Uni Jena
Wirtschaftswissenschaftliche Fakultät
Lehrstuhl für Empirische und Experimentelle Wirtschaftsforschung
[A picture of Oliver Kirchkamp]

Lecture Econometrics IIa SS 2011

Lecture:
provided as a block by N.N. ... at room 102 in the 1st floor of the Ostflügel (East-wing) Building K at Bachstraße 18
Audience
The lecture is primarily targeted at graduate students. Advanced students from the Hauptstudium are welcome.
Requirements:
Econometrics I or MW 24.1 - Empirical Methods
Topics
  • Maximum Likelihood
  • Nonlinear Regressions
  • Discrete-Choice-Models (Murray 19; Greene 23)

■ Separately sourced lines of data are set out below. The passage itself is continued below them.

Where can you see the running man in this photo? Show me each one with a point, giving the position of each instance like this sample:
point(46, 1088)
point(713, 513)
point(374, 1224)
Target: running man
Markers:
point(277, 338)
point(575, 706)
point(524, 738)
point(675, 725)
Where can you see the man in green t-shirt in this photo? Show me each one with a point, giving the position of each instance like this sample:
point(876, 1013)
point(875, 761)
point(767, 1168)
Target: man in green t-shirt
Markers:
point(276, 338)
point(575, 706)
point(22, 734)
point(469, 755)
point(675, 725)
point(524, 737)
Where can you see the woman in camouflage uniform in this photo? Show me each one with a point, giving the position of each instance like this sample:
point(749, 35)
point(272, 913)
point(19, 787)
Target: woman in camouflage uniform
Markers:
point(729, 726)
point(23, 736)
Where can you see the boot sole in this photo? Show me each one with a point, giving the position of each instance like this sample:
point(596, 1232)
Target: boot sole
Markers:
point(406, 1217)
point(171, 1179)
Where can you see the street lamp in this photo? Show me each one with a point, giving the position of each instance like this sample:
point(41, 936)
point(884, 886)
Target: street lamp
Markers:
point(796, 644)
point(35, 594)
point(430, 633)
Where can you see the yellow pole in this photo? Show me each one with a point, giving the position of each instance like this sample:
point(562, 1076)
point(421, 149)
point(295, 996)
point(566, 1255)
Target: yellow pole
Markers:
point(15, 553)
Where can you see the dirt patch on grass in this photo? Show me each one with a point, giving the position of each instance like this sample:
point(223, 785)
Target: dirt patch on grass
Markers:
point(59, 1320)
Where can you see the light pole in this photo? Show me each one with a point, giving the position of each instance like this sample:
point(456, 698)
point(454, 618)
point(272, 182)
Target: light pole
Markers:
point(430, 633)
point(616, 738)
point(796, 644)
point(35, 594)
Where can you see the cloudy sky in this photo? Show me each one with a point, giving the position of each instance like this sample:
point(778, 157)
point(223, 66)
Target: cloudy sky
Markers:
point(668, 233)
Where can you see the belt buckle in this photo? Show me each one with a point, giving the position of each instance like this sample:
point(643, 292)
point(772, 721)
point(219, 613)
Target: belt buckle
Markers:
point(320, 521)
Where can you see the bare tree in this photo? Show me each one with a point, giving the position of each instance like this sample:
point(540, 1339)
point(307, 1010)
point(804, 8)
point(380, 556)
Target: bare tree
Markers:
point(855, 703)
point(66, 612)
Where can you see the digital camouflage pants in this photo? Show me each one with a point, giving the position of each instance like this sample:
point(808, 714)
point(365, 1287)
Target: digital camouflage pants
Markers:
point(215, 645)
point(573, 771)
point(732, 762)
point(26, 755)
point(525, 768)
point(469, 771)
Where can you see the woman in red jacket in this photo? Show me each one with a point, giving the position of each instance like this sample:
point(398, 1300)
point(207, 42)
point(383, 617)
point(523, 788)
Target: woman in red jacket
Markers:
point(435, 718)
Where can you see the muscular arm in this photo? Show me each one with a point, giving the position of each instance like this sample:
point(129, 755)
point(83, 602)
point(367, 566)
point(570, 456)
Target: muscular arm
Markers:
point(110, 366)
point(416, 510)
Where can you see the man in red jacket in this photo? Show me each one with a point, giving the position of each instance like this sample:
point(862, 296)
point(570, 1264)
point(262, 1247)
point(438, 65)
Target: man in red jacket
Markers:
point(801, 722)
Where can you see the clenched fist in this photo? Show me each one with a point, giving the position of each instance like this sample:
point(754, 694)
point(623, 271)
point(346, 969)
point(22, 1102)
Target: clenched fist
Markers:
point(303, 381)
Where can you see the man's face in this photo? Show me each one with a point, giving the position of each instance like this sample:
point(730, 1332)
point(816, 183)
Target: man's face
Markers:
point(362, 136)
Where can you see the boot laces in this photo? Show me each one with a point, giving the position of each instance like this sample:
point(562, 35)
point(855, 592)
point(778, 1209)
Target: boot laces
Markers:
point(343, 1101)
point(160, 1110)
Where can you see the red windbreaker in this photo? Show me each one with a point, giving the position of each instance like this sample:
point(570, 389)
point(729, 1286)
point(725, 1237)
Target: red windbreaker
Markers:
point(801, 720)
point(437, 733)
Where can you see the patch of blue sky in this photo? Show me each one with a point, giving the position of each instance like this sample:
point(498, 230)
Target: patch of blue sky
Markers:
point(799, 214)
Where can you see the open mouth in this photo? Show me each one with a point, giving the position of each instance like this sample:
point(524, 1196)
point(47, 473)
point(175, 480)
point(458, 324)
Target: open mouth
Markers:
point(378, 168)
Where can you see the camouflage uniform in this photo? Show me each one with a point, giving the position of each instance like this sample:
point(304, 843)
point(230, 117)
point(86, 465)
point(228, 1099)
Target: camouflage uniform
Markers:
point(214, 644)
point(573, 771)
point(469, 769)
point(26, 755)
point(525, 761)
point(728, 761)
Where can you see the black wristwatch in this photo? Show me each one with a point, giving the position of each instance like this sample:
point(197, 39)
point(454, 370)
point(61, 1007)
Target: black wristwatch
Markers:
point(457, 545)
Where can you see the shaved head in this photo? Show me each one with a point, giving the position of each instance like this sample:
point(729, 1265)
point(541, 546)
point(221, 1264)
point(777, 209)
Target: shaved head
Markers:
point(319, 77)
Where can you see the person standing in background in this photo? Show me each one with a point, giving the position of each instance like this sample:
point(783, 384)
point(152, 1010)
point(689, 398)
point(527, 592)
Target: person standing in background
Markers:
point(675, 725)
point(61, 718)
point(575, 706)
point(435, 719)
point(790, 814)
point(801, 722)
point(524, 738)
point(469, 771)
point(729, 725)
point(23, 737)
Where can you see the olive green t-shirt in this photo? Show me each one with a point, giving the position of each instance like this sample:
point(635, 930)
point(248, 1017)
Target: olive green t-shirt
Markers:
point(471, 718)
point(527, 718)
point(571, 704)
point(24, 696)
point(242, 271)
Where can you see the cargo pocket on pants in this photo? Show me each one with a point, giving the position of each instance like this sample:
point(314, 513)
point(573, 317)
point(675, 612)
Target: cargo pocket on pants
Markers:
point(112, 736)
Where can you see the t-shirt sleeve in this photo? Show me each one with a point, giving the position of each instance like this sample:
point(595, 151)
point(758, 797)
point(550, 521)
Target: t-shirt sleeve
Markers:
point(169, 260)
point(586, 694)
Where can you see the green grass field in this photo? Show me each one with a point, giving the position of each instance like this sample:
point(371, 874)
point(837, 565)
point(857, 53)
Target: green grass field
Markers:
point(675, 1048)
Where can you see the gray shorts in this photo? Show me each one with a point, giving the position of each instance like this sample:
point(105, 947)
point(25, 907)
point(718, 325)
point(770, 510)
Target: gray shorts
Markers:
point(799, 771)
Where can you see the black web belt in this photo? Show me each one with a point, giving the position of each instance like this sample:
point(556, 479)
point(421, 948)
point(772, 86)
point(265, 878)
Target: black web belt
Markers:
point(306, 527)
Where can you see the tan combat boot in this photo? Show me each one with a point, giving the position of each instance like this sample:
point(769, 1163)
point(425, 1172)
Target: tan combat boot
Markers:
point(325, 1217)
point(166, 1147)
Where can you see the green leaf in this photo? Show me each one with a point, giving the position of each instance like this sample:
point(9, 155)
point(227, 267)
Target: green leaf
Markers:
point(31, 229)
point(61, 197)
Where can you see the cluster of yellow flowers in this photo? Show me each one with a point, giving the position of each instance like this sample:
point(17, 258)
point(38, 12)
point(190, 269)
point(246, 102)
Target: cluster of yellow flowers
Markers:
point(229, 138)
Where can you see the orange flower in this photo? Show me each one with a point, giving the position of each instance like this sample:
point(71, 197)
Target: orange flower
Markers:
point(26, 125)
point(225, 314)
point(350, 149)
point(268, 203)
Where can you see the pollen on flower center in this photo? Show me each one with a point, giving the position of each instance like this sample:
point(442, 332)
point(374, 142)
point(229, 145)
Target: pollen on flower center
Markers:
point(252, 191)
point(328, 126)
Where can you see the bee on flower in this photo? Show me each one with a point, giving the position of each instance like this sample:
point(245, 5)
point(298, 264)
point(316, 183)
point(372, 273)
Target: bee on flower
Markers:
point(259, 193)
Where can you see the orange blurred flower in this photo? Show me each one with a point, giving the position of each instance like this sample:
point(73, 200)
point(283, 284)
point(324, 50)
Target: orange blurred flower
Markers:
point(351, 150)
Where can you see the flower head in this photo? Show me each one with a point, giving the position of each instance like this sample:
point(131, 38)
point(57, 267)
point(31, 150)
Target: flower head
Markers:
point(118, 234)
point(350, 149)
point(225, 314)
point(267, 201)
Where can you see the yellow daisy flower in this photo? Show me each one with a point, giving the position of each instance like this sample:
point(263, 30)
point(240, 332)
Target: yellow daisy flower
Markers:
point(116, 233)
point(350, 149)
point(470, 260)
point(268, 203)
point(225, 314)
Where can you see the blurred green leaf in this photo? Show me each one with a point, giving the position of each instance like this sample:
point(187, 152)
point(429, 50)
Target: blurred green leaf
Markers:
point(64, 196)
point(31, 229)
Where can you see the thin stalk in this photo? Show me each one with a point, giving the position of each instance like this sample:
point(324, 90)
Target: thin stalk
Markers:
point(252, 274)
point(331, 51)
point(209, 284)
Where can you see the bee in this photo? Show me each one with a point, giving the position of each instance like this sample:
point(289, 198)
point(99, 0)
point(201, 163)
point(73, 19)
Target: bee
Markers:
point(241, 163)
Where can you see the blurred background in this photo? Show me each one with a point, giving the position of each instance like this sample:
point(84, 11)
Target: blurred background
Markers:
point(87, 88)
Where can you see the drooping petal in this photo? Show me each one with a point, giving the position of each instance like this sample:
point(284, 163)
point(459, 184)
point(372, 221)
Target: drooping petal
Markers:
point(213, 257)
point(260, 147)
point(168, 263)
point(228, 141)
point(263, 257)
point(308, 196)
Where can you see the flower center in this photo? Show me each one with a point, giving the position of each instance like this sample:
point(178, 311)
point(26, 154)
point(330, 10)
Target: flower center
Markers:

  • Count Data (Greene 25)
  • Survival Models (Greene 24)
Handout
If you want to prepare for the lecture (or revise), you can have a look at the handout. You will find still a lot of mistakes but you might get the idea ;-)
Exercises
... can also be found in the appendix of the handout. Participants can solve the exercises in pairs and hand in the solutions (as text or pdf) before the next lecture. No pair can hand in more than two solutions. To get a credit for the course solutions to all exercises have to be submitted in time.
Literature:
  • William Greene, Econometric Analysis, Prentice Hall, 5th Edition, 2003.
  • Michael Murray; Econometrics, a Modern Introduction; Pearson 2006
  • Christian Gourieroux and Alain Monfort, Statistics and Econometric Models, Vol. 1, Cambridge, 1995.
Software
For our practical examples (during the entire course) we will use the software environment R. I think that it is helpful to coordinate on one environment and R has the advantage of being free and rather powerful.
  • Documentation for R is provided via the build in help but also through the R Homepage. Useful are
    • The R Guide, Jason Owen (Easy to read, tries to explain R with the help of examples from basic statistics)
    • Simple R, John Verzani (Tries to explain R with the help of examples from basic statistics)
    • Einführung in R, Günther Sawitzki (In German. Rather compact introduction. The statistical part can be quite demanding)
    • Econometrics in R, Grant V. Farnsworth (The introduction to R is rather compact and pragmatic. The econometric models go beyond what we are doing in this lecture)
    • An Introduction to R, W. N. Venables und D. M. Smith (The focus is more on R as a programming language)
    • The R language definition (Concentrates only on R as a programming language. A must to read if you write your own functions)
  • A first entry into R eased through mice and menues is available through the R Commander.
  • In the lecture I use the versatile editor Emacs with the ESS interface (ESS also helps with Stata, SAS, Splus, BUGS, and others). Users of MacOS-X will prefer the Emacs-Clone aquamacs.